Меня окружили вниманием, помогали кто чем мог. Казимир — староста камеры, умудрялся выкраивать для меня лишнюю порцию баланды, лишнюю кружку кипятка, чтобы я мог попарить искалеченные, распухшие пальцы, которые не переставали гноиться, промывать раны на спине.

Наступила ночь. Через окошко в камере виднелся зарешеченный кусочек неба и несколько синевато-белых мерцающих звезд. И меня снова охватила невыразимая тоска по воле…

Заключенные шепотом разговаривают. Тихо журчит приглушенный голос Казимира. Старостой он стал несколько дней назад. До него был польский уголовник Юзек. Он всячески издевался над заключенными, особенно над советскими людьми. Когда терпение иссякло, Юзека ночью прикончили.

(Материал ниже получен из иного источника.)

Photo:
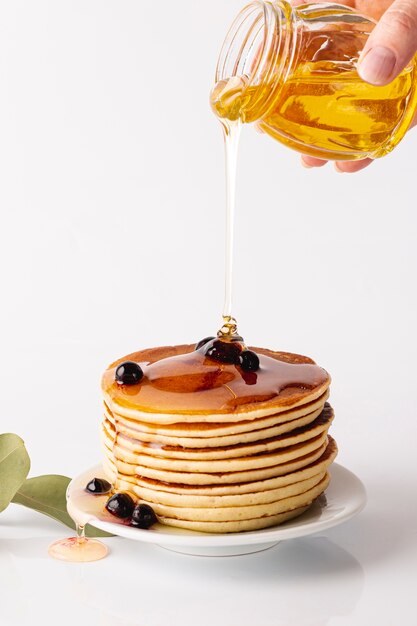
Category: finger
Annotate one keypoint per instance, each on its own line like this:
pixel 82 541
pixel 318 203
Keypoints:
pixel 309 161
pixel 350 167
pixel 391 45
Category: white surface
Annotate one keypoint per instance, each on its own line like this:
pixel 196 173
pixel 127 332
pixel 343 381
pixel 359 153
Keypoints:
pixel 111 239
pixel 344 498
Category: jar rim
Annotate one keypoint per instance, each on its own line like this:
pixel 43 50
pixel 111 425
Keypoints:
pixel 258 47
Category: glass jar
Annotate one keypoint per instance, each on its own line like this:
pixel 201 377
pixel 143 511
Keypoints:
pixel 292 71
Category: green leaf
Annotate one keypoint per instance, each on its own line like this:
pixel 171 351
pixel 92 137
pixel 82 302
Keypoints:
pixel 47 494
pixel 14 467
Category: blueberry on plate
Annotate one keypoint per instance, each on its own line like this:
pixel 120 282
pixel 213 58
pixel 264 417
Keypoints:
pixel 128 373
pixel 98 486
pixel 143 516
pixel 121 505
pixel 249 361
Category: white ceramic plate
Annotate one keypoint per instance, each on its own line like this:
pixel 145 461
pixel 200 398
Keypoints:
pixel 344 498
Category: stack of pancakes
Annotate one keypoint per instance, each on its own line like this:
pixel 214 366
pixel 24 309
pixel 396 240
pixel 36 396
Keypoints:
pixel 213 449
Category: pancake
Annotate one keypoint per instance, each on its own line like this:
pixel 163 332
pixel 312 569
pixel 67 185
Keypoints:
pixel 213 429
pixel 234 527
pixel 113 467
pixel 214 448
pixel 181 381
pixel 238 513
pixel 313 469
pixel 296 436
pixel 221 434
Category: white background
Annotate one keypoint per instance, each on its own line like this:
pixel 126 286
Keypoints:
pixel 112 240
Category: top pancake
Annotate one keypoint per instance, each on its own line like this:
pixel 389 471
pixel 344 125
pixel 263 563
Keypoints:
pixel 181 381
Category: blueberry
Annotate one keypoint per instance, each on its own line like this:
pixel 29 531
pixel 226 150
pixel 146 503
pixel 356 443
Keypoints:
pixel 98 486
pixel 128 373
pixel 224 351
pixel 143 516
pixel 249 361
pixel 203 342
pixel 121 505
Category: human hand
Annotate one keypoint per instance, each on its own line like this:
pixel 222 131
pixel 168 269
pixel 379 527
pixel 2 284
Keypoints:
pixel 389 49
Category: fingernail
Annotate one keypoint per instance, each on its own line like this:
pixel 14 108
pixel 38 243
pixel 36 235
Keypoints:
pixel 377 66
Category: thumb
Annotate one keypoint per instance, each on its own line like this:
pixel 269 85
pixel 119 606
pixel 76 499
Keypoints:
pixel 391 45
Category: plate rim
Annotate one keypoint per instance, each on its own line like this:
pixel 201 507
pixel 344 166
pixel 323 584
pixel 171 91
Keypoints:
pixel 355 504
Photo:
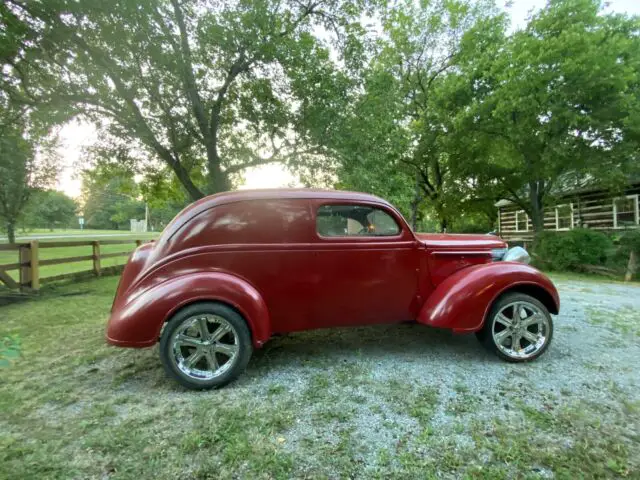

На утреннем аппеле комиссар Красной Армии «дядя Ваня», как называли его в камере, взял вину на себя, чтобы спасти товарищей. А как он умирал, видел только я.

Три дня спустя меня «выдернули» из семнадцатой и снова бросили в одиночку.

Утром к баланде дали маленький, не более спичечного коробка, кусочек хлеба. Выдача хлеба предвещала дорогу. Вскоре за мной пришли и вывели.